Abby can't deny the growing attraction she feels for him. Nor can she deny the unusual things that seem to happen when Dante is around. Soon Abby finds herself drawn into a mystery whose roots reach into sixteenth-century Florence, and she uncovers a dangerous truth that threatens no only her future but the lives of those she loves.
Taken from GoodReads
I've never read a review for The Hourglass Door, so I didn't know what to expect when I started this book. The story follows Abby Edmunds, a high school senior with everything in the world going for her, despite the fact that she feels stifled and trapped by the monotony of her life. Her boyfriend, Jason, is the epitome of kind and caring, but she feels her life and relationships lack spontaneity. Enter Dante Alexander, a mysterious, quiet, and brooding stranger that she feels oddly drawn to. As she grows closer to him and further from her friends and everyday life, Abby realizes Dante's secrets expand the reach of time...literally...and she has one shot to save him and maintain the balance of time forever.
I'll admit, I was a bit wary of The Hourglass Door because it sounded almost formulaic on the back - hot bad-boy, girl-next-door, big BIG trouble. Luckily, I was pleasantly surprised by the story. I found Abby's character to be extremely accessible and relatable. What teenager (or adult, for that matter) hasn't felt stifled, or trapped, or lost before? She had everything going for her, but she needed something more. Dante was much more reserved. I felt like I didn't really get to know his character until the main action started but, in this case, I think this works. I will also say that I felt Abby and Dante's relationship seemed quite rushed and a bit hasty at points.
Now, I have to be nit-picky. The prologue put me off a little bit because, frankly, I hadn't read the reviews, so I had no idea it had anything to do with a time machine until it was brought into play. I assume that's my fault, but nevertheless, I was confused. The Hourglass Door presents an original idea, and I have to say that the greatest strength of this book is Lisa Mangum's amazing descriptions. The way she described time being a fluid, everlasting element was beautiful and one of the highlights of The Hourglass Door for me.

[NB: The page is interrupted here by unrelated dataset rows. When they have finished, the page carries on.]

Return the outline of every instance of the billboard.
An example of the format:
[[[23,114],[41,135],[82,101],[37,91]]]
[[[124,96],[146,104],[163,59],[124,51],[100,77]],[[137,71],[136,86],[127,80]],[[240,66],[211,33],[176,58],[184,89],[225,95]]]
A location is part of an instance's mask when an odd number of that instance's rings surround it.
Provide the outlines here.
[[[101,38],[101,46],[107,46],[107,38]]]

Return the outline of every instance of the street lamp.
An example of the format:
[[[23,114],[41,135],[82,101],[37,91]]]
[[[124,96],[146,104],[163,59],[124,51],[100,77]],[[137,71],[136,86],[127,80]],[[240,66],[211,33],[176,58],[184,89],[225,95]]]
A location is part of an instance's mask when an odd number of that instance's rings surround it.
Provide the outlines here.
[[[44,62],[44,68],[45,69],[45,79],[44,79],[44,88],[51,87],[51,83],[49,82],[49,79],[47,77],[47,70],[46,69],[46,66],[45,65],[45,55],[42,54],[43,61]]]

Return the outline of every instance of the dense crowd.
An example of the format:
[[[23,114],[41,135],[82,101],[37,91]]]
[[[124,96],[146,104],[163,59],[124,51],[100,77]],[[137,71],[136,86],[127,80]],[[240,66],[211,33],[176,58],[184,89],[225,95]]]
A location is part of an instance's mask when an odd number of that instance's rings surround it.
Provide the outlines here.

The Hourglass Door is beautifully written, and I love the style of Lisa Mangum. She offers enough twists, turns, and beautiful prose to set this book apart from otherwise similar novels. While a few parts were confusing to me (apparently I'm not that smart about the fundamentals of time travel), I enjoyed this book as a whole. I give it a 4 out of 5, and I would recommend it to all YA fans, especially those who love sci-fi and fantasy. The sequel, The Golden Spiral, is in stores now.